Margaret-Ellen Pipe Professor of Psychology, Brooklyn College, New York, United States e-mail: [email protected]
Martine B. Powell Professor of Psychology, Deakin University, Melbourne Campus at Burwood, Victoria, Australia e-mail: [email protected]
Heather L. Price Assistant Professor of Psychology, University of Regina, Regina, Canada e-mail: [email protected]
Jodi A. Quas Associate Professor, University of California, Irvine, California, United States e-mail: [email protected]
Kim P. Roberts Professor of Psychology, Wilfrid Laurier University, Waterloo, Ontario, Canada e-mail: [email protected]
Kevin Smith National Vulnerable Witness Adviser, Specialist Operations Centre, UK National Policing Improvement Agency, United Kingdom e-mail: [email protected]
John R. Spencer Professor of Law, University of Cambridge, Cambridge, United Kingdom e-mail: [email protected]
Heather Stewart Assistant Program Manager, Salt Lake County Children's Justice Center, Salt Lake City, Utah, United States e-mail: [email protected]
Mariya Sumaroka PhD Student in Psychology, University of California, Irvine, Caliornia, United States e-mail: [email protected]
Bryan Tully Registered Clinical and Forensic Psychologist, Chartered Neuropsychologist, Psychologists at Law Group, London, United Kingdom e-mail: [email protected]
Series Preface
The Wiley Series in the Psychology of Crime, Policing, and the Law publishes both single and multi-authored monographs and edited reviews of emerging areas of contemporary research. The purpose of this series is not merely to present research findings in a clear and readable form, but also to bring out their implications for both practice and policy. Books in this series are useful not only to psychologists, but also to all those involved in crime detection and prevention, child protection, policing, and judicial processes.
Concerns over the gathering and giving of children's evidence have been a consistent theme of books in this series. The first, Dent and Flin's Children as Witnesses (1992) reviewed research that undermined the view that child witnesses were necessarily unreliable and suggestible, and highlighted the legal and procedural difficulties children faced in having their evidence heard under the adversarial system of justice operated in courts in Britain, the United States, and most Commonwealth countries. It foreshadowed legal changes designed to make it easier for children to have their evidence heard in court, including the use of the live television link and pre-recorded interviews conducted by specially trained police officers and social workers as a substitute for live examination at court. In the ensuing years, such innovations were rapidly adopted in the United Kingdom and spread rapidly to other Commonwealth countries (Davies, 1999).
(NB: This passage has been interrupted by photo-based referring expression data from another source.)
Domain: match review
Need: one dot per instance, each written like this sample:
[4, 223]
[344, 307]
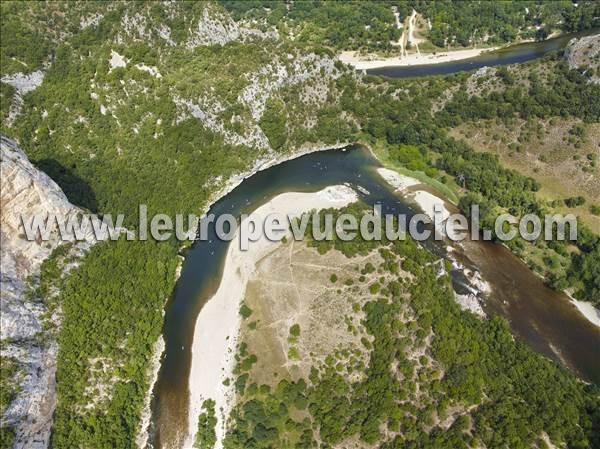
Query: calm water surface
[511, 55]
[543, 318]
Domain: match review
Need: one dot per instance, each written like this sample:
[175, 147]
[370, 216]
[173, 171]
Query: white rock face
[116, 60]
[26, 190]
[23, 83]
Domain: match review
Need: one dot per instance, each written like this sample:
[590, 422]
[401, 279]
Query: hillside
[107, 106]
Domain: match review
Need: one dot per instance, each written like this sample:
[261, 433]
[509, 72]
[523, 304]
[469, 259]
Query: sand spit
[218, 324]
[366, 62]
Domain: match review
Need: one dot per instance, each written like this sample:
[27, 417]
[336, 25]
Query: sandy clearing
[587, 309]
[396, 180]
[366, 62]
[218, 324]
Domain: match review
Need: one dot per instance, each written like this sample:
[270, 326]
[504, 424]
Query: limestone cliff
[26, 190]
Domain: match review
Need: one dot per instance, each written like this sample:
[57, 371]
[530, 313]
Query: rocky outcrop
[22, 83]
[28, 191]
[584, 54]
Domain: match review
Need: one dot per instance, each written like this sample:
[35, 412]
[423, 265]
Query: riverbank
[588, 310]
[229, 185]
[427, 201]
[217, 326]
[367, 62]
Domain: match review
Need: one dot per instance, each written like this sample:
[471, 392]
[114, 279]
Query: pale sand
[396, 180]
[218, 323]
[587, 309]
[367, 62]
[425, 200]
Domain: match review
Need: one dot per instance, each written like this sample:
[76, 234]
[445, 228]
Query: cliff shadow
[78, 191]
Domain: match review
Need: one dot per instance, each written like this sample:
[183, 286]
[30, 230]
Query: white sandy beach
[587, 309]
[426, 201]
[396, 180]
[366, 62]
[218, 324]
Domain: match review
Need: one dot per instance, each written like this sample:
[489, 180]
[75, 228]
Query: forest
[112, 161]
[356, 25]
[508, 395]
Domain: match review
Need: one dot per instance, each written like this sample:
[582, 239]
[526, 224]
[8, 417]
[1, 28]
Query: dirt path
[411, 29]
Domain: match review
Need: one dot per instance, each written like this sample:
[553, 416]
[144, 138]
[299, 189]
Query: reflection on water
[510, 55]
[541, 317]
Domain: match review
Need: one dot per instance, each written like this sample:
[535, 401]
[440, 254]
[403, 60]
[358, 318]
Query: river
[545, 319]
[510, 55]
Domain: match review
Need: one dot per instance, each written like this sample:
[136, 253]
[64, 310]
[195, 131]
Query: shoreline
[425, 200]
[368, 62]
[231, 183]
[217, 326]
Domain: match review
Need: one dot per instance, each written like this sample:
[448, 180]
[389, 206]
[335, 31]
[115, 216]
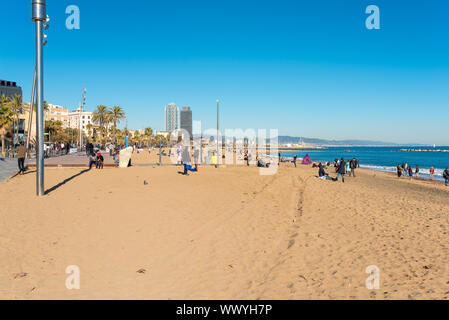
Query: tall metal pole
[218, 109]
[39, 16]
[83, 99]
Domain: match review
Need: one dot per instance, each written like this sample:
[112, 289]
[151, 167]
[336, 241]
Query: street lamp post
[39, 16]
[218, 109]
[83, 102]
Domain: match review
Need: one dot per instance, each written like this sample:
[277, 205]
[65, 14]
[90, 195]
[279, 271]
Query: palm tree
[99, 116]
[108, 120]
[17, 108]
[148, 133]
[89, 129]
[6, 118]
[117, 115]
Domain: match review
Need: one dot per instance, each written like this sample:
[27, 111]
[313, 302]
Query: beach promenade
[224, 233]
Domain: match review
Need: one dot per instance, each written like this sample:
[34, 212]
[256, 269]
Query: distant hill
[316, 141]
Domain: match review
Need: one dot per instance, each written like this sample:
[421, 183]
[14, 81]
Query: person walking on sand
[353, 165]
[100, 161]
[21, 154]
[410, 172]
[399, 170]
[185, 159]
[92, 160]
[196, 155]
[446, 176]
[341, 170]
[432, 172]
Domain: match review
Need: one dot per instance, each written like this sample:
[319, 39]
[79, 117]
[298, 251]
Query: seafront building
[9, 88]
[74, 120]
[171, 117]
[57, 113]
[186, 120]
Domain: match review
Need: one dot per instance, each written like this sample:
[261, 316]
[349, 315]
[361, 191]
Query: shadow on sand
[65, 181]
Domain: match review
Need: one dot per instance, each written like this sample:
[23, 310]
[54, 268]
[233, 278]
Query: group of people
[407, 170]
[342, 168]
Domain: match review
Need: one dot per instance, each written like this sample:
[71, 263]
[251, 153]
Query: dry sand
[224, 233]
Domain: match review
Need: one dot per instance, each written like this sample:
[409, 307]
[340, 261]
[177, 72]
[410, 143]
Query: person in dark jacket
[446, 176]
[353, 166]
[341, 170]
[321, 172]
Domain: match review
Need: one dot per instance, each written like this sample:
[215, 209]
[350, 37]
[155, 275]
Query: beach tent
[306, 160]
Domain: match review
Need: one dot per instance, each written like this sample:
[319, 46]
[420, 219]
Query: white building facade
[74, 120]
[171, 117]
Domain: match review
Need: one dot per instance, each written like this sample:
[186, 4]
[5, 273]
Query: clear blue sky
[308, 68]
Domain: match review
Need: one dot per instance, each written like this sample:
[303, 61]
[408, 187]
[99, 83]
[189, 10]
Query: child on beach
[399, 170]
[92, 160]
[410, 172]
[446, 176]
[100, 161]
[341, 170]
[348, 168]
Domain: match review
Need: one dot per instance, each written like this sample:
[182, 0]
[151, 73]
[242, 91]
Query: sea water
[383, 158]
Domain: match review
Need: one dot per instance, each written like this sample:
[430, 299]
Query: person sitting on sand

However, the consequent increase in children testifying at court in turn provoked a backlash in legal and psychological opinion, fuelled by actual or potential miscarriages of justice involving inappropriate or leading interview procedures being used with vulnerable witnesses (Ceci & Bruck, 1995).
How to resolve the conflict between the need for children to have their voice heard in court and the rights of an accused to a fair and balanced trial formed a central theme for the second book in the series: Children's Testimony (2002), edited by Westcott, Davies, and Bull. This first international handbook devoted to the evidence of children placed an emphasis upon accessible presentations and wide perspectives for a wide, non-specialist audience. A more recent volume in the series, Tell Me What Happened (2008) by Lamb, Hershkowitz, Orbach, and Esplin demonstrated from an analysis of actual interview transcripts that investigators overly rely upon closed or specific questions when interviewing children with a consequent risk of minimal or suggestive responding. The authors advocated the use of a new interview technique with a rigorous emphasis upon open-ended questions -- the NICHD Protocol -- which allows children more opportunity to express their own version of events and to provide the kind of detail that the courts require to reach safe verdicts.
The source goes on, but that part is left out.